Judge Gibbons Whipple noted that since the Law Division judge who acted first had relied on materials beyond the complaint, his decision was a grant of summary judgment.  There was nothing improper about going beyond the complaint.

Under the LAD, Judge Gibbons Whipple observed, employers cannot require employees to violate “sincerely held religious practice or religious observance.”  There is an exception, however, where the employer, after making a “bona fide effort” to accommodate the employee’s beliefs, cannot do so due to “undue hardship on the conduct of the employer’s business.”  An “undue hardship” is defined as one “requiring unreasonable expense or difficulty, unreasonable interference with the safe or efficient operation of the workplace or the violation of a bona fide seniority system or a violation of any provision of a bona fide collective bargaining agreement.”

Plaintiff met her initial burden of showing a since religious belief.  But defendants countered that with legitimate, non-discriminatory “concerns for the safety, security and neutrality of CCCF,” which showed undue hardship.  The safety risks included “the ability to hide contraband in head coverings.”  Plaintiff did not overcome defendants’ showing of undue hardship.  There was no prior New Jersey case on point, but Judge Gibbons Whipple found two federal court decisions on comparable facts to be persuasive.  The panel then easily affirmed the dismissal of the other case on entire controversy grounds, since plaintiff “should have raised all of her claims, including the allegation that other women had previously been allowed to wear head coverings, in one action.”

At least since Goldman v.

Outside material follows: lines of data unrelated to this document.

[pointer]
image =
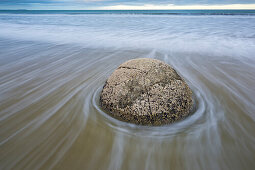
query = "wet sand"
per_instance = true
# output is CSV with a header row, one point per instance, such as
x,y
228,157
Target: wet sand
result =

Weinberger, 475 U.S. 503 (1986), a constitutional law decision that upheld a military policy that banned the wearing of yarmulkes, it has been difficult for some of us to understand what the problem is with allowing at least some religiously-mandated apparel to be worn.  (The regulation at issue in Goldman was later overtaken by legislation that permitted the wearing of items of religious apparel while in uniform).

Here, certain hats were permitted by applicable regulation.  Those hats were not to be “crushed down,” so that, in theory, there was room beneath them for contraband.  In contrast, the “tight fitting” khimar at issue here left less, if any, room for contraband.  Nonetheless, courts have given great deference to prison authorities in this and related areas, such as beards for inmates, especially when concerns about contraband are raised, despite the occasional exception.  Today’s decision is just the latest of that kind.